The best available study on this subject was conducted by Linda Meyer Williams (1994, 1995) who reinterviewed a sample of 129 subjects who had been examined for documented sexual abuse experiences an average of 17 years before. Of these subjects, only 80 (62%) could recall the index sexual abuse. Even among the girls who had been between 7 and 15 years old at the time of the abuse, 30% reported no recall of the incident. Of the 62% of subjects who now remembered the index abuse, 16% reported having had total amnesia at some time in their lives. Memories of the subjects who reported total amnesia some time in the past were as accurate as those of the subjects who claimed they always remembered. However, the subjects who at some time had forgotten the abuse were more uncertain whether their memories were accurate or not (Williams 1995). The memories of all subjects in this study in essence reflected what had been documented 17 years before.
The official statement by the American Psychiatric Association on Memories of Sexual Abuse contains the following counsel, which we do well to heed: "It is not known how to distinguish, with complete accuracy, memories based on true events from those derived from other sources. Many individuals who have experienced sexual abuse have a history of not being believed by their parents, or others in whom they have put their trust. Expression of disbelief is likely to cause the patient further pain and decrease his/her willingness to seek needed psychiatric treatment. Similarly, clinicians should not exert pressure on patients to believe in events that may not have occurred, or to prematurely disrupt important relationships... Specialized knowledge and experience are necessary to properly evaluate and/or treat patients who report the emergence of memories."

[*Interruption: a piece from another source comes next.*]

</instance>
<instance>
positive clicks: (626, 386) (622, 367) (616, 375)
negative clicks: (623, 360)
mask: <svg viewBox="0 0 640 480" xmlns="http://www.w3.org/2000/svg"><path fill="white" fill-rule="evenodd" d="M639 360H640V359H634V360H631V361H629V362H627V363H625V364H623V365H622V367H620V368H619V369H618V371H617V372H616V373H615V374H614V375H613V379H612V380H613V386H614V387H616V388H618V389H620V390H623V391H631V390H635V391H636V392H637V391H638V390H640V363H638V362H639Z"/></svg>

For the past century-and-a-half, psychiatry as a profession has mirrored the intrusions, confusion and disbelief of our traumatized patients by periodically forgetting well-established knowledge about trauma, and ascribing the psychological impact of overwhelming experiences to constitutional or intrapsychic factors alone. From time to time, our profession gets fascinated by trauma, after which the pendulum swings in the direction of entirely disbelieving the relevance of our patients' stories.
Given the complexities of how people remember trauma, the issue of PTSD and memory should be approached with careful observation, attention to the facts, and compassion for the victims. Trauma invites people to assign blame, and to divide the world into simple paradigms of true and false, good and evil. This polarization has always colored our approach to victims, much to the detriment of our ability to help them overcome the effects of their traumatic experiences.